It seems like this year, getting our house ready for our long winters’ nap in AZ (December 25 through May 1) has been more complicated than usual. For one thing, we don’t switch our Dish Network account to AZ until we arrive at the end of December. It just seems easier to keep it in Denver until we’re here for the long haul. So when we’re here at this time of year, we use the antennae that Bill installed when we purchased this house in 2010. It’s worked like a charm. Until this year, that is.

I’m looking at you Dish, because you are at the seed of the problem. Dish Network users know that Dish and NBC are in a fight, and it’s apparently a fight to the finish. And I don’t know when the finish is. So I was looking forward to our antennae so that I could watch two of my favorite programs live: Sunday Night Football, and The Voice. (I hear you all tee-heeing, but I am loud and proud.)

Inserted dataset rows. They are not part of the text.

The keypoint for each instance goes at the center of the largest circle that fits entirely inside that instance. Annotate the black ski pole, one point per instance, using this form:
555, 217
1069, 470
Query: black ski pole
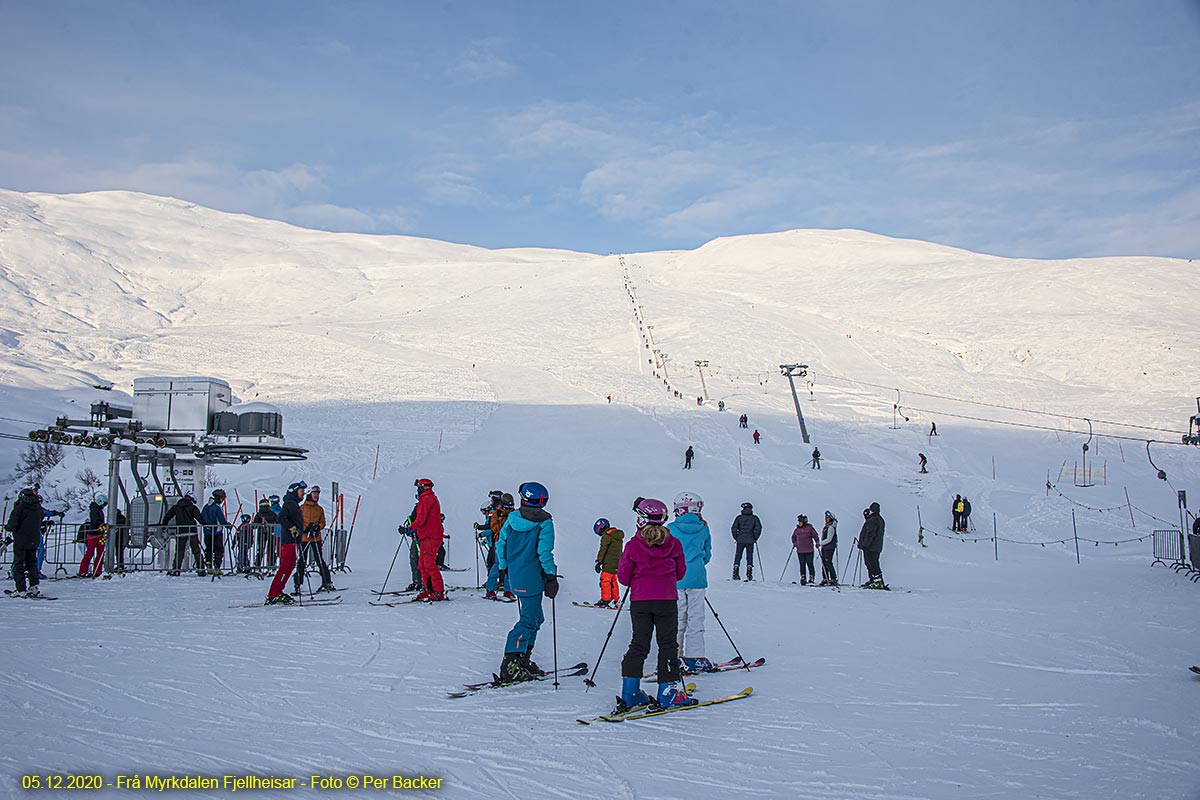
588, 681
553, 637
785, 566
718, 618
393, 565
845, 570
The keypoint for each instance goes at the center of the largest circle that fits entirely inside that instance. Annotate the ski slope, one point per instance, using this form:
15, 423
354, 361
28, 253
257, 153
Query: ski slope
1025, 675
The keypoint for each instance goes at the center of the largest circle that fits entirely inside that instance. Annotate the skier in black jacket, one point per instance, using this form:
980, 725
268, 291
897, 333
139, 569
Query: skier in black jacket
25, 525
870, 541
747, 529
186, 517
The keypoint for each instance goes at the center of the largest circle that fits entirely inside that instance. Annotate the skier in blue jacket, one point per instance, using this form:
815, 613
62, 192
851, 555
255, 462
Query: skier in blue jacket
693, 533
215, 524
525, 552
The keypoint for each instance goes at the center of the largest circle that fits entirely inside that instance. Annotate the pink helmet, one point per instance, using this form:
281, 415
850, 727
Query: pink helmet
651, 512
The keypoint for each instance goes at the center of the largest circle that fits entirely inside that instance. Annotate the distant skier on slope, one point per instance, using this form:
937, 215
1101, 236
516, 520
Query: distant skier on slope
691, 530
870, 541
651, 566
747, 529
804, 540
607, 560
526, 554
828, 551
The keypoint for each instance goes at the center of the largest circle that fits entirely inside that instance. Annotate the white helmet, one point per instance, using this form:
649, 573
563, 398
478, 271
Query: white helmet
688, 503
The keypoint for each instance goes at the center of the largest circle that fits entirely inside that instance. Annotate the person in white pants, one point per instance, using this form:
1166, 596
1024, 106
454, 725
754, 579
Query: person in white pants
691, 530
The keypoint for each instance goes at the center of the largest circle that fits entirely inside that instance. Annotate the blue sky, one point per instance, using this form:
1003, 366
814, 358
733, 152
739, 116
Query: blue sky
1041, 128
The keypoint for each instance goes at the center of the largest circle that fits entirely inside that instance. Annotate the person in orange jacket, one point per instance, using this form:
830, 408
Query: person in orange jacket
430, 533
311, 542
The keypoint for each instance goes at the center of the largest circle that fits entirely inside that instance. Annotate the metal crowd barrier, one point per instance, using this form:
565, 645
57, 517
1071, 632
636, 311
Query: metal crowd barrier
249, 549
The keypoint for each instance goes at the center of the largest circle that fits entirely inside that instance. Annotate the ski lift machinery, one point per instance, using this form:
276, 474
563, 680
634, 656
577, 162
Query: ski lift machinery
175, 428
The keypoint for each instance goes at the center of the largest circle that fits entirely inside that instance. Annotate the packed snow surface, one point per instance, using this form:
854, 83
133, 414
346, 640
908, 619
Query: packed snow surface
991, 669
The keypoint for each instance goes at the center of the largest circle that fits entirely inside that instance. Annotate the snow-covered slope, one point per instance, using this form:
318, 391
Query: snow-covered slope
1020, 677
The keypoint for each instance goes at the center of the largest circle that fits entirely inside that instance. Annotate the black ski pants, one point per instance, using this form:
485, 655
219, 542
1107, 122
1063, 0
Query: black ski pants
827, 559
659, 618
214, 547
873, 564
807, 571
24, 564
191, 541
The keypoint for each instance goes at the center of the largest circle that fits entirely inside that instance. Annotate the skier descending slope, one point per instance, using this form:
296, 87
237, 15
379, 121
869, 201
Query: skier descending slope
693, 533
525, 553
652, 565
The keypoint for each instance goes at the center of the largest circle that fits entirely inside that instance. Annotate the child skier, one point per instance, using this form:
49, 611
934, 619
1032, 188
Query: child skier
525, 553
651, 566
693, 533
607, 560
804, 540
828, 549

We turned on our TV the first night we were here, and quickly learned that our antennae was not working. Apparently it had something to do with the strong winds that they had here this summer. Bill, being Bill, managed to get CBS (thank heavens, because BLUE BLOODS), ABC, and the local Fox network. Alas, NBC simply wouldn’t show up as a working station. I kept wondering how Dish could ruin my television life even on antennae. But yesterday morning, Bill set his mind to it and was somehow able to make NBC show up via the antennae. I asked him what he did, and as usual, he had no idea. “I just poke a lot of buttons,” is always his answer. Doesn’t matter because it’s there.

Mesa, AZ, has such a different feel to it than Denver, CO. It has a lot to do with the fact that the population — especially starting about now — consists so much of retired seniors. The seniors mostly come from the Midwest — Iowa, Indiana, Illinois, Wisconsin, Minnesota — and so they are also mostly conservative. I would guess if we traveled out of our safety zone into downtown Phoenix, there would be considerably more Gen X, Y, and Z-ers than here. But if we headed north to Scottsdale, even the old, rich white folks would be conservative.

On the roads, drivers must always be prepared for the last-minute decisions senior drives make about taking exits. They might be in the far left lane, but if they see their exit, they GO FOR IT. Speed limits on surface streets are much faster and there are more lights at night for those driving with cataracts. Of course, one must also be prepared for the inevitable Phoenix Flips — U-turns that are legal because most surface roads have islands.

But the weather is nice and we have been able to have our cocktail parties out on our patio and watch the sun set every night. Bill has been enjoying his twice-weekly boxing class. I have been busily filling up our larder with food to get us through this month.

I think we’re ready to sit back and enjoy our time here for a few weeks.